Hz. İbrahim'in adı Tevrat'ta Avram (Abram), Avraham (Abraham) olarak geçer. Hz. İbrahim, Tevrat'ın ifadesine göre Keldanîlerin Ur şehrinde dünyaya gelmiştir. Babasının adı Terah'tır. Terah'ın adı İslam kaynaklarında Azer olarak geçer. Terah'ın Nahor ve Haran adında iki çocuğu daha vardır. Haran, henüz Ur şehrindeyken ölür.
Terah; oğlu Avram (İbrahim) ve Nahorla beraber gelinleri Sare ve Milika ve torunu Lut'u yanına alarak Ur kentinden ayrılır; Harran'a yerleşir. Terah, Harran'da hayata gözlerini yumar.
Tevrat'a göre Rab, Hz. İbrahim'e akrabalarını ve yurdunu terk ederek vaad edilmiş topraklara gitmesini emreder. Hz. İbrahim, yanına eşi Sare'yi, yeğeni Lut'u alarak "Leh Leha" (Git) emrine uyup Harran'dan vaad edilmiş topraklara yolculuğuna başlar. Vaad edilmiş Kenan diyarına geldiğinde bölgedeki kuraklıktan dolayı Mısır'a göç eder ve bir süre Mısır'da kalır. Mısır firavununun verdiği hediyelerle zenginleşen İbrahim bir süre sonra Beytel'e geri döner. (Tekvin, 12/1-20)
Hz. İbrahim vaad edilmiş topraklara döndüğünde rab tarafından kendisine soyunun gökyüzündeki yıldızlar kadar çok olacağı bildirilir. Rab ayrıca Hz. İbrahim'eMısır Irmağı'ndan Fırat'a kadar olan toprakları soyuna vereceğini vadeder (Tekvin, 15/5-21)
Hz. İbrahim Rab tarafından çocukla müjdelendiğinde 86 yaşındadır ve eşi Sare kısırdır.

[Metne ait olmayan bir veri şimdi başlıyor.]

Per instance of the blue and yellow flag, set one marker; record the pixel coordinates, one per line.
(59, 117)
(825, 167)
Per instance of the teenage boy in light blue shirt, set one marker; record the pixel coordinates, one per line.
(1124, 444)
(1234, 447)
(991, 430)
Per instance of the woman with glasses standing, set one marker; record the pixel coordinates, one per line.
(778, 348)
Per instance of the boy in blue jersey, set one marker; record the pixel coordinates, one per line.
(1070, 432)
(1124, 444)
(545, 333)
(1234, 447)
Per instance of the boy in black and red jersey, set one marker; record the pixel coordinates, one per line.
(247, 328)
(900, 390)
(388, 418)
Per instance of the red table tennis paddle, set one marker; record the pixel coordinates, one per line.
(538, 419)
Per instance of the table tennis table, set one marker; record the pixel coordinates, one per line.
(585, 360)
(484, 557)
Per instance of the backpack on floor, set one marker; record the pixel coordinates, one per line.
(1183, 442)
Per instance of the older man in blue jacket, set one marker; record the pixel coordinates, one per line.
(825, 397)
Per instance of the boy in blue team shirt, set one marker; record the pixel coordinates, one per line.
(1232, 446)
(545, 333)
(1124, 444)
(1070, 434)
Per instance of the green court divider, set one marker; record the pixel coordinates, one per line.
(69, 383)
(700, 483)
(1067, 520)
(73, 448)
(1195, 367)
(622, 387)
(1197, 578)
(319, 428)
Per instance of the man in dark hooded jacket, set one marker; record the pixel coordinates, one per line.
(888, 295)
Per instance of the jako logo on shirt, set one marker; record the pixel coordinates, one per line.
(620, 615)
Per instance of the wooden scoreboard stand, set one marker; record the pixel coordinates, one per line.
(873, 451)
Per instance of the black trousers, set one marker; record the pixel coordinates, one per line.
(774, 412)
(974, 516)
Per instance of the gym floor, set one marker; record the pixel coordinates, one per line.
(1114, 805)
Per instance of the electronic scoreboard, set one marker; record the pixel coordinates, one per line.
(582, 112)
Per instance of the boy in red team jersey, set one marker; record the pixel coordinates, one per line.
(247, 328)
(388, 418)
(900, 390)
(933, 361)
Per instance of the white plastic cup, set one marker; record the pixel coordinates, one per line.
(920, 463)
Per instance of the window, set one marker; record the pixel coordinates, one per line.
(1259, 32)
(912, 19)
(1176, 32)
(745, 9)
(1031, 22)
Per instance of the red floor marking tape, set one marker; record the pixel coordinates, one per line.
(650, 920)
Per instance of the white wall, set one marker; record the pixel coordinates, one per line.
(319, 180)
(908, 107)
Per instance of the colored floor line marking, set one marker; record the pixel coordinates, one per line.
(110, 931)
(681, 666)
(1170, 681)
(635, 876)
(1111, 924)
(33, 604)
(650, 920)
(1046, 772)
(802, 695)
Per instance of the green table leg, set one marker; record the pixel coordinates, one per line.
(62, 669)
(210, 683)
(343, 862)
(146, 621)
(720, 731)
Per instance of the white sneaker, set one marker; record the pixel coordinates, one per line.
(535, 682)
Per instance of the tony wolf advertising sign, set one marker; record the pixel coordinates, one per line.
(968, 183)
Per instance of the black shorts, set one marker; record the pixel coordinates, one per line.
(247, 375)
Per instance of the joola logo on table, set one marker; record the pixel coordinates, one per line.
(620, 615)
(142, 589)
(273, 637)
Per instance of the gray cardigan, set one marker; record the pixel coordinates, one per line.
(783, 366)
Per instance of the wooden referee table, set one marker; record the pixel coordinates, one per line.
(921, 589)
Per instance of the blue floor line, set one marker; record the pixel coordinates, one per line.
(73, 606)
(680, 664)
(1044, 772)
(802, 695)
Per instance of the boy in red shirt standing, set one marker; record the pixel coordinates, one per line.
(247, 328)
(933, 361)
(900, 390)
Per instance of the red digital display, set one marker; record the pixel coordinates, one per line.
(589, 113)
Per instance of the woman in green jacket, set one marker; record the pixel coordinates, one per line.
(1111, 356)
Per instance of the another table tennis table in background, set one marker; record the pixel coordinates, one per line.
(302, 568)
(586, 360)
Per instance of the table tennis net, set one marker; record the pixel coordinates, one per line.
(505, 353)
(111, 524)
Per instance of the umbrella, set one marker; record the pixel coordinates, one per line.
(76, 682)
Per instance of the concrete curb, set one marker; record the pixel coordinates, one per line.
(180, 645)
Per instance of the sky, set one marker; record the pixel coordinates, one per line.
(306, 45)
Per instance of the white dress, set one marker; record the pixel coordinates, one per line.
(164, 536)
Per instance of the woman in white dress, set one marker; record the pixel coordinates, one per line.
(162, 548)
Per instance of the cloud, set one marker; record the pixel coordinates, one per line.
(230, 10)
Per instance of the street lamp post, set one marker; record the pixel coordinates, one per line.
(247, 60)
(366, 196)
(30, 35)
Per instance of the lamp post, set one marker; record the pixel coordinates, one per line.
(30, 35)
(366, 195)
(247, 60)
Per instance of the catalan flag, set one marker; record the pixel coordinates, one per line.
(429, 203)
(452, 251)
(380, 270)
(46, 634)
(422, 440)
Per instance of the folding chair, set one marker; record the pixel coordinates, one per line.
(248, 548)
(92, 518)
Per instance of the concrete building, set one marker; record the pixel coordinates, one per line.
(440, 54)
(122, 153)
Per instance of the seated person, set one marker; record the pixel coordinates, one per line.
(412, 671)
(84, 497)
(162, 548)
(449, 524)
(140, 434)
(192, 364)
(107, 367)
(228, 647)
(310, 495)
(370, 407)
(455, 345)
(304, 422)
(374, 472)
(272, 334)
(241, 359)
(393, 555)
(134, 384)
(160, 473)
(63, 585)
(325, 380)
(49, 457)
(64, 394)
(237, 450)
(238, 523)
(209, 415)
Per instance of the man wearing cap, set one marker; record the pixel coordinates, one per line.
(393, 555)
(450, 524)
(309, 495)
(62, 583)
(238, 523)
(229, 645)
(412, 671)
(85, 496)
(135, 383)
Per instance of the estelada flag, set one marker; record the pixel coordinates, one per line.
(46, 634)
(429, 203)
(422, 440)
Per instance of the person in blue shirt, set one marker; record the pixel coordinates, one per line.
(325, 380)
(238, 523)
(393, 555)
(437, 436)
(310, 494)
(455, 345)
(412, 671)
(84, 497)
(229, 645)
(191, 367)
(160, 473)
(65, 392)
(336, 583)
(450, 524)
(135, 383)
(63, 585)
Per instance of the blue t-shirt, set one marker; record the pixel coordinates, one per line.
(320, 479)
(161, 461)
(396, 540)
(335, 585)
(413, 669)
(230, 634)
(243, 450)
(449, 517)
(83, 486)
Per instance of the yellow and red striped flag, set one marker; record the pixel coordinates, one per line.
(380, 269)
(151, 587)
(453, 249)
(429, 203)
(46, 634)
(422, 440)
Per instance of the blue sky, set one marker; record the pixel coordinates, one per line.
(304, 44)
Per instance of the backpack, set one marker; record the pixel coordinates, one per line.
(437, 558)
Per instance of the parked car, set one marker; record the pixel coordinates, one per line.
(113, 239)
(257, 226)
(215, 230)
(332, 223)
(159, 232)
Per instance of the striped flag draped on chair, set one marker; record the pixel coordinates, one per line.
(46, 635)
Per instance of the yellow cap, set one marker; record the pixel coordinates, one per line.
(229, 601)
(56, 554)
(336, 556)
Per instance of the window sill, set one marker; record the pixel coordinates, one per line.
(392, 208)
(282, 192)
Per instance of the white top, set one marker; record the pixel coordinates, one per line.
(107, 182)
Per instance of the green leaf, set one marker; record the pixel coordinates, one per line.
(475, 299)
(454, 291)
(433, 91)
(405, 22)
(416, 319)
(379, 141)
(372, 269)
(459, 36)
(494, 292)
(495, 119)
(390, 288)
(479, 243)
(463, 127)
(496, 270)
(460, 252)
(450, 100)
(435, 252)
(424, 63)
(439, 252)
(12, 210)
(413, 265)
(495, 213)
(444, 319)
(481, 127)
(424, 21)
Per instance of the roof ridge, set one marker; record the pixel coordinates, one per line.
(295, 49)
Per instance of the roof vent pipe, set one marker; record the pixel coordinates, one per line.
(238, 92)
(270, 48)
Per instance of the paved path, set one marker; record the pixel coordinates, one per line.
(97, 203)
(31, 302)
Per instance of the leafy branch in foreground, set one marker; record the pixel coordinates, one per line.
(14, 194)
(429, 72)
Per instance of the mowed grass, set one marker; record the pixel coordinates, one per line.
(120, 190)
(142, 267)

Eşinin çocuk sahibi olamamasına canı sıkılan Sare, Hz. İbrahim'e Hacer'le evlenmesini teklif etmiştir. Hz. İbrahim, Hacer'le evlenmiş ve bu evlilikten Hz. İsmail dünyaya gelmiştir.
Hz. İbrahim'in Hacer'den bir çocuk sahibi olması Sare'nin Hatice'yi kıskanmasına neden olur. Bunun üzerine Tanrı, meleklerini misafir kılığında Hz. İbrahim'e göndererek Sare'nin bir erkek çocuk doğuracağını müjdeler ve Sare'den de İshak dünyaya gelir. İshak dünyaya geldiğinde Hz. İbrahim 100, Sare ise 90 yaşındadır.

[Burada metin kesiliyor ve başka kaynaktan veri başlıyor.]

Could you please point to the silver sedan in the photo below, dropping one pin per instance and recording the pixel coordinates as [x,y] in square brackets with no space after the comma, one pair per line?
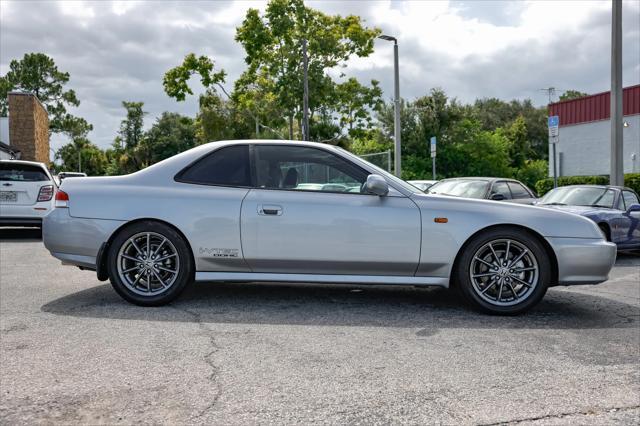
[277,211]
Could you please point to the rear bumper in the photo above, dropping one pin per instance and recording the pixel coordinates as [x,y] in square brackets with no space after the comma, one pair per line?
[583,261]
[20,221]
[76,241]
[24,215]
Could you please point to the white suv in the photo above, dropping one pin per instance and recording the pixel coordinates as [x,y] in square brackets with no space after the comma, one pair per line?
[26,193]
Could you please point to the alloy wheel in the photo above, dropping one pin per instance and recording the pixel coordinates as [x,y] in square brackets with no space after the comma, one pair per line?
[504,272]
[148,263]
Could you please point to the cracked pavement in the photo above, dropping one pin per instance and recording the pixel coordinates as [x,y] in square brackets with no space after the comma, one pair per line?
[73,352]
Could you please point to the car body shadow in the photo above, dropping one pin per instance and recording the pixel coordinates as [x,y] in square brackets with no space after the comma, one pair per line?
[342,305]
[9,235]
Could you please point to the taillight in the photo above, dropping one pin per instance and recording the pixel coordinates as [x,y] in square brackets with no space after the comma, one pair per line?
[62,199]
[45,194]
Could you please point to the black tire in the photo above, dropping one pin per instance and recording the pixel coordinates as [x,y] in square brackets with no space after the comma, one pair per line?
[157,294]
[478,291]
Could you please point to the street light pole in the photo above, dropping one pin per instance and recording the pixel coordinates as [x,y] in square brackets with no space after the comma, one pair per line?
[616,176]
[305,97]
[396,106]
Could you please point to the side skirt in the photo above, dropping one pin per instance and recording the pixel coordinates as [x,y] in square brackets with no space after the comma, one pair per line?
[317,278]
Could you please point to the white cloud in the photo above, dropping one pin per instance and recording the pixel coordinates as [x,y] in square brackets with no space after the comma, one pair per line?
[77,9]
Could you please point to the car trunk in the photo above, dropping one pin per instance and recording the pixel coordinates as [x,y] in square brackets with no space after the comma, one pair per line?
[21,183]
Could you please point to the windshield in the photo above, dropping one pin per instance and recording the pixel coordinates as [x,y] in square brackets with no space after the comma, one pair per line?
[461,188]
[16,172]
[580,196]
[383,172]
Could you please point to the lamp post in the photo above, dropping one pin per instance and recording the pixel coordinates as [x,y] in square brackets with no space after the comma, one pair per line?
[396,104]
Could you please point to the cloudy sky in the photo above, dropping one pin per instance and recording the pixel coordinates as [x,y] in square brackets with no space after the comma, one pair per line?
[120,50]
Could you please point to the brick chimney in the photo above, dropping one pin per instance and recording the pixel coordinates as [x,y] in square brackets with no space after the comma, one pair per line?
[28,127]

Hz. İbrahim, Tanrıdan oğlu İsmail'in mirasçısı olarak kabul etmesini ister ama isteği kabul görmez ve soyunun oğlu İshak ile devam edeceğini bildirir. (Tekvin, 17/17-19)

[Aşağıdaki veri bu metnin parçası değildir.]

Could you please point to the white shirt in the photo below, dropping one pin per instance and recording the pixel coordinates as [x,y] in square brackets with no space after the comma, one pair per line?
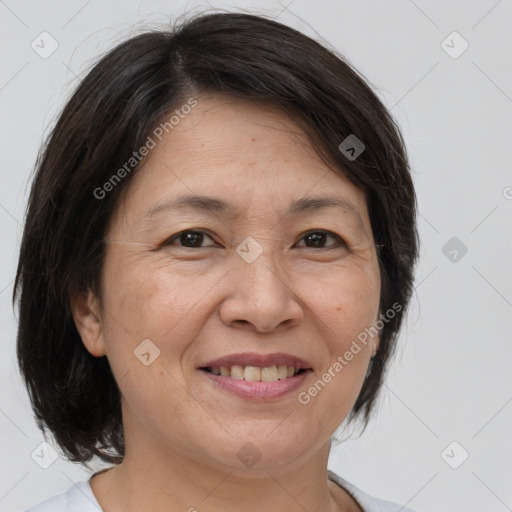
[80,498]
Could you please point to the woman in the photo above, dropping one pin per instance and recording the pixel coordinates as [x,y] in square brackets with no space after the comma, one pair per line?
[218,253]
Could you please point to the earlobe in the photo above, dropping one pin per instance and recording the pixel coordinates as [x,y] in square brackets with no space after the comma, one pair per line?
[86,315]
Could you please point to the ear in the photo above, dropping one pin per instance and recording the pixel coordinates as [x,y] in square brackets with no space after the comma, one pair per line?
[86,315]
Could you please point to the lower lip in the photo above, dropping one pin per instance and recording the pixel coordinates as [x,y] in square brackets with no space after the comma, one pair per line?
[257,390]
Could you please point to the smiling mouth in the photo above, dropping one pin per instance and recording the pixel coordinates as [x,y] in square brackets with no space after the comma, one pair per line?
[256,373]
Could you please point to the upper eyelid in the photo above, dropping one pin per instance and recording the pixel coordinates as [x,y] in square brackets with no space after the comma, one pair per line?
[205,232]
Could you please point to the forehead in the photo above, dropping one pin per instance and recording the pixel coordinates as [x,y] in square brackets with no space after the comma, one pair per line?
[248,154]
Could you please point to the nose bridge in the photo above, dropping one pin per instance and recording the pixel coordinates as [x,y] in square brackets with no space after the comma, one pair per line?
[261,295]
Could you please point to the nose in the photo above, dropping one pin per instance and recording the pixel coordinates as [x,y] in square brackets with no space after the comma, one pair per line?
[261,299]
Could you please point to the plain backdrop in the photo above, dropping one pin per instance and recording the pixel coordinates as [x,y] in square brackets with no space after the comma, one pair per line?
[449,392]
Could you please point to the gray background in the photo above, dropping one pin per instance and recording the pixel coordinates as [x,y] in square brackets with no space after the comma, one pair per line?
[452,378]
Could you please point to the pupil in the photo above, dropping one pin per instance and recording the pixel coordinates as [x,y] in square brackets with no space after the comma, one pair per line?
[191,239]
[317,238]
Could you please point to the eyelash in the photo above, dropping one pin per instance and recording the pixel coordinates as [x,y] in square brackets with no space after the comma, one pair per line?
[170,240]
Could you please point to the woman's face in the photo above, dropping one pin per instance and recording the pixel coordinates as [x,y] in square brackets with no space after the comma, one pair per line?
[248,282]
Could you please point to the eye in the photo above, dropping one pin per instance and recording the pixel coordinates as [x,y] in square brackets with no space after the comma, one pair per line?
[190,238]
[317,239]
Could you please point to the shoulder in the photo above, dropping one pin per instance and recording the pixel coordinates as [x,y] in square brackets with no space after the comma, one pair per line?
[78,498]
[367,502]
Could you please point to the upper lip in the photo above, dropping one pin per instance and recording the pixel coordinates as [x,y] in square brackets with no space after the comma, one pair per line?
[254,359]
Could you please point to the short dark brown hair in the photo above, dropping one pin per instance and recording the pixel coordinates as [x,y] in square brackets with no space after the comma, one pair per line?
[116,106]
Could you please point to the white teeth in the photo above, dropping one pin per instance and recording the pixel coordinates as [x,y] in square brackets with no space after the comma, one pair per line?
[252,373]
[255,373]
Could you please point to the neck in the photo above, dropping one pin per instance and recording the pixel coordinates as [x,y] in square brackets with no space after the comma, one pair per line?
[171,482]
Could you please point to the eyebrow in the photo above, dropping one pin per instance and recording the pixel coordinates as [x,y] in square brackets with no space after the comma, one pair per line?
[210,204]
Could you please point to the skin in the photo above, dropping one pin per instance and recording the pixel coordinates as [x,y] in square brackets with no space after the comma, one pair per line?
[182,433]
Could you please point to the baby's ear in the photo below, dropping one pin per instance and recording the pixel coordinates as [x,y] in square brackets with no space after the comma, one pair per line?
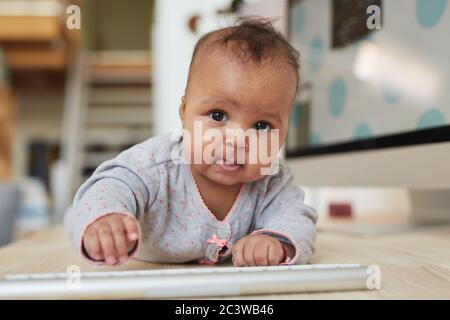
[182,108]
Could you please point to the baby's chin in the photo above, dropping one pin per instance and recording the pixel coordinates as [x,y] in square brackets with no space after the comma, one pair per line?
[230,175]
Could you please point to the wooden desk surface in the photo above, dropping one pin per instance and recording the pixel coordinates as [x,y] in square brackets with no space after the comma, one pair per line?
[414,265]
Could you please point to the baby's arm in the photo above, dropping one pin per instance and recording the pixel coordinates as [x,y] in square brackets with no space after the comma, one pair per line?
[102,220]
[284,226]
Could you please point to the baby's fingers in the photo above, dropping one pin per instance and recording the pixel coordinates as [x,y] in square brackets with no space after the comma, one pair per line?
[120,240]
[108,246]
[131,229]
[261,253]
[238,254]
[92,245]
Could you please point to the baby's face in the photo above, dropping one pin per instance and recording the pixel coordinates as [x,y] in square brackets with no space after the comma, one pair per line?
[226,95]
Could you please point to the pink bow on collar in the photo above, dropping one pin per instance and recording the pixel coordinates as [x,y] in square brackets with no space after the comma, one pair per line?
[219,242]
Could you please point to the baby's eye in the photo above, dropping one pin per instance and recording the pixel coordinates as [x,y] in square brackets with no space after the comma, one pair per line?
[261,126]
[218,116]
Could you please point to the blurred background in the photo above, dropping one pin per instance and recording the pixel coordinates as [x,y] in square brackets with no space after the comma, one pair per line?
[82,80]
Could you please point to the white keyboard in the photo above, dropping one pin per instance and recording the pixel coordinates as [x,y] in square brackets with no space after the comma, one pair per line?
[186,282]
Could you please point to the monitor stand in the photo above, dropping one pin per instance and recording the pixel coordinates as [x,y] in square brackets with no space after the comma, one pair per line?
[429,209]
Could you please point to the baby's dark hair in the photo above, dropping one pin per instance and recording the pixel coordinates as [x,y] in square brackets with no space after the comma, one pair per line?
[250,39]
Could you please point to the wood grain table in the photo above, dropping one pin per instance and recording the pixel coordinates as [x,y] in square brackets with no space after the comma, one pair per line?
[415,265]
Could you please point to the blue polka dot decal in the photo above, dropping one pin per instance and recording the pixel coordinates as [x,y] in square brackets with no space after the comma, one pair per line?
[337,96]
[363,131]
[430,119]
[316,54]
[429,12]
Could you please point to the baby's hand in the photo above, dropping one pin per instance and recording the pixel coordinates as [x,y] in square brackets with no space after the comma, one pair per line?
[257,250]
[110,238]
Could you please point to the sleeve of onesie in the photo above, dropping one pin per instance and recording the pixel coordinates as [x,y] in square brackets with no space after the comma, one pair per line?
[126,185]
[284,216]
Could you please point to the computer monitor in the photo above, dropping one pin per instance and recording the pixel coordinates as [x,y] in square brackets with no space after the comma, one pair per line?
[373,107]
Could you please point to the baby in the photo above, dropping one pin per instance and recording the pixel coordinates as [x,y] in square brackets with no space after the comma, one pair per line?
[148,204]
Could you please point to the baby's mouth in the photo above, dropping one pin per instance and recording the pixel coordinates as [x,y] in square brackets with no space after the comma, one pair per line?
[228,165]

İshak'ın doğumundan sonra Sare, Hacer ve İsmail'i daha çok kıskanmaya başlar. İshak'ın sütten kesildiği gün düzenlenen şölende Hacer ve İsmail ile dalga geçen Sare, İbrahim'den Hacer ve İsmail'i uzaklaştırmasını ister. Çünkü Hacer, Mısırlı bir köledir ve bir kölenin oğlunun mirasa ortak olmasını istemez.
Hz. İbrahim, Sare'nin isteği karşısında üzülür ama Tanrı İbrahim'e üzülmemesini söyler ve İsmail'in soyundan da bir millet yaratacağını bildirir. Yahudiler de soylarını İshak'a dayandırır. Bir kölenin çocuğunun soyundan olmak kendilerini özgür bir millet olarak tanımlayan Yahudiler için kabul edilemez bir durumdur. Bu nedenle Tevrat'ta kurban edilecek kimsenin İsmail değil, İshak olduğu açık bir şekilde dile getirilir (Tekvin, 22/1-18)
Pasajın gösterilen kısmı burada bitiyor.